| Opposition leader Maulana Fazlur Rehman (right) with Pakistan Prime Minister Mir Zafarullah Khan Jamali on Sunday. (AFP)
New Delhi, July 13 (PTI): With Pak-Afghan tension still brewing after the recent ransacking of the Pakistan embassy in Kabul, Pakistani Opposition parties have warned President Pervez Musharraf not to treat Afghanistan as one of his “cantonments”, according to media reports.
While condemning the Kabul attack, these parties also took Musharraf to task for making statements like “the writ of Afghan President Hamid Karzai did not run beyond Kabul” and told the Pakistani general categorically that he had “no right to interfere” in the internal affairs of Afghanistan.
Daily Times quoted Pakistan People’s Party spokesperson senator Farhatullah Babar as saying that the Kabul attacks came soon after such a statement was made by Musharraf during his foreign visit.
“Unfortunately, general Musharraf continues to regard Afghanistan as one of the cantonments . The (Pakistani) military regime has not yet recovered from the shock of the loss of strategic depth syndrome” in Afghanistan, Babar was quoted by the newspaper as saying at a press conference.
The Pak-Afghan border and adjoining areas have witnessed a spate of clashes between tribes, Shias and Sunnis, like last week’s Quetta suicide bombings which claimed 50 lives of Shia tribals, as well as between Pakistani and Afghan forces.
Another embarrassment for the Pakistani government was the recent resignation of Baluchistan interior minister Sanaullah Zehri, who claimed he knew who the real culprits of the Quetta bombings were and had alleged that his home province had been “turned into a police state where the de-facto ruler was the ISI”.
Zehri, who was part of the ruling Baluchistan coalition of fundamentalist parties, told a press conference that he and the provincial government had “no powers” and described the arrests made by central agencies in connection with the Quetta bombings as “an eyewash”.

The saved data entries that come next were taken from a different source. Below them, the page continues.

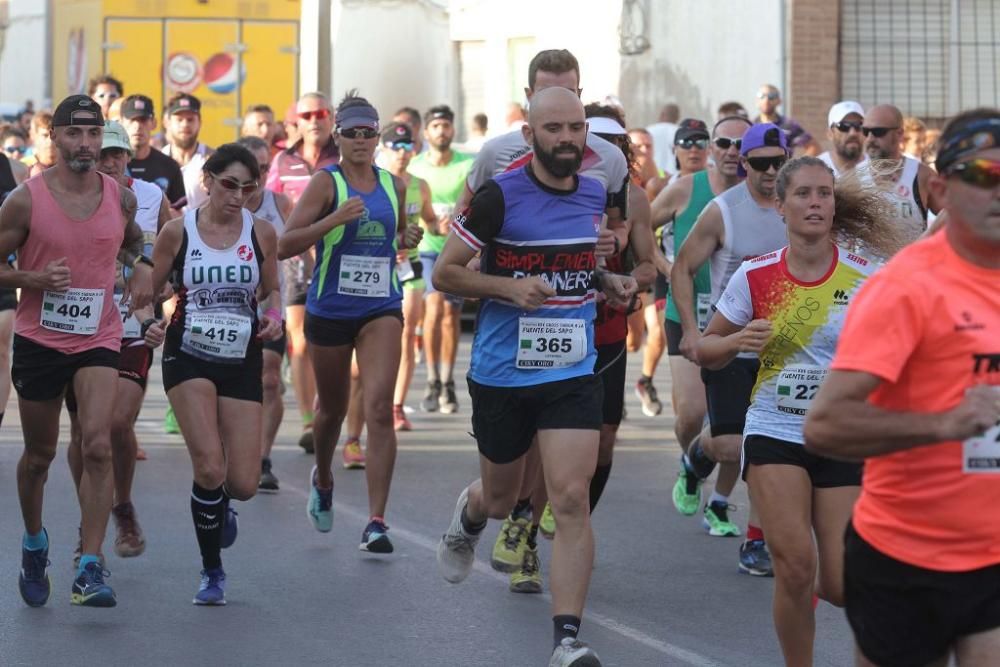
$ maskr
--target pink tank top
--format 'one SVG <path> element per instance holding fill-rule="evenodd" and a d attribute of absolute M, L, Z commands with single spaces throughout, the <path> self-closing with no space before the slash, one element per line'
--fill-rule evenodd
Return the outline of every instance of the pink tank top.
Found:
<path fill-rule="evenodd" d="M 31 193 L 31 228 L 17 253 L 22 271 L 41 271 L 60 257 L 70 289 L 55 293 L 21 289 L 14 332 L 62 352 L 121 349 L 122 318 L 114 301 L 115 257 L 125 236 L 118 184 L 101 174 L 101 203 L 86 220 L 74 220 L 56 203 L 44 174 L 25 181 Z"/>

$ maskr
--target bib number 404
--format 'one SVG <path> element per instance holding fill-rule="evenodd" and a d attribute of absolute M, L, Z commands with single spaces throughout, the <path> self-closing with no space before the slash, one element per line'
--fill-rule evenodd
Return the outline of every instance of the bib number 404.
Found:
<path fill-rule="evenodd" d="M 55 312 L 63 317 L 72 317 L 76 319 L 78 317 L 89 318 L 90 317 L 90 306 L 79 306 L 75 303 L 64 303 L 55 309 Z"/>
<path fill-rule="evenodd" d="M 572 338 L 536 338 L 535 352 L 562 352 L 566 354 L 573 351 Z"/>
<path fill-rule="evenodd" d="M 226 329 L 225 327 L 210 327 L 202 331 L 201 335 L 218 343 L 235 343 L 239 340 L 239 333 L 236 329 Z"/>

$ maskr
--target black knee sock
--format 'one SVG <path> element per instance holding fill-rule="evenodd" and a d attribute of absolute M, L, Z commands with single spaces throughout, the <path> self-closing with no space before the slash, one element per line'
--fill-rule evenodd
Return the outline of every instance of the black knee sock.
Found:
<path fill-rule="evenodd" d="M 537 549 L 538 548 L 538 524 L 531 524 L 531 528 L 528 529 L 528 548 Z"/>
<path fill-rule="evenodd" d="M 597 501 L 601 499 L 601 494 L 604 493 L 604 487 L 608 483 L 608 476 L 611 475 L 611 464 L 608 463 L 606 466 L 598 464 L 597 470 L 594 471 L 594 476 L 590 479 L 590 513 L 594 513 L 594 508 L 597 507 Z"/>
<path fill-rule="evenodd" d="M 580 632 L 580 618 L 578 616 L 560 615 L 552 617 L 552 643 L 559 646 L 563 637 L 572 637 Z"/>
<path fill-rule="evenodd" d="M 483 532 L 484 528 L 486 528 L 486 522 L 483 521 L 482 523 L 478 524 L 472 523 L 472 520 L 469 519 L 469 514 L 466 511 L 468 509 L 469 509 L 468 505 L 462 508 L 462 529 L 469 535 L 478 535 L 479 533 Z"/>
<path fill-rule="evenodd" d="M 203 489 L 197 482 L 191 487 L 191 517 L 194 533 L 201 550 L 202 567 L 210 570 L 222 567 L 222 522 L 226 502 L 222 487 Z"/>
<path fill-rule="evenodd" d="M 530 519 L 531 518 L 531 497 L 521 498 L 514 505 L 513 511 L 510 513 L 511 519 Z"/>
<path fill-rule="evenodd" d="M 708 458 L 708 454 L 701 446 L 700 437 L 691 441 L 691 447 L 688 448 L 688 461 L 691 462 L 691 470 L 698 479 L 706 479 L 715 470 L 715 461 Z"/>
<path fill-rule="evenodd" d="M 3 413 L 0 412 L 0 426 L 3 426 Z"/>

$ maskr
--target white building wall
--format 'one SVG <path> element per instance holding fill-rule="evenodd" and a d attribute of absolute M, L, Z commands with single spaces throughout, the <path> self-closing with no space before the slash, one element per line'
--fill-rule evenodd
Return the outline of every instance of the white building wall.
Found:
<path fill-rule="evenodd" d="M 46 3 L 41 0 L 10 0 L 7 27 L 0 50 L 0 103 L 24 105 L 32 100 L 40 109 L 47 103 Z"/>

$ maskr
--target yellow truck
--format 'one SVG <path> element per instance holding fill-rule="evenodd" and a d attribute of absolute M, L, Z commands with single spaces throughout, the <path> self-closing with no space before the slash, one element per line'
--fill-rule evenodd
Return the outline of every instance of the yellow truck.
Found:
<path fill-rule="evenodd" d="M 201 141 L 232 141 L 249 105 L 280 121 L 298 96 L 301 10 L 299 0 L 53 0 L 52 99 L 111 74 L 158 114 L 174 93 L 195 95 Z"/>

Separately, Babar warned that Islamabad should have exercised “more restraint” before Musharraf blamed the Kabul regime for the suicide bombings.
“We should have waited for more solid evidence before making the accusation that Quetta bombers are sustained by Kabul”, he said.
In an editorial, the Daily Times also described as “wrong” the views in Pakistan that the “recent tensions with Kabul are a consequence of Pakistan’s mindless cooperation with the US in recent times.
“The mischief emanates from the policies pursued by Islamabad in the past,” the editorial said.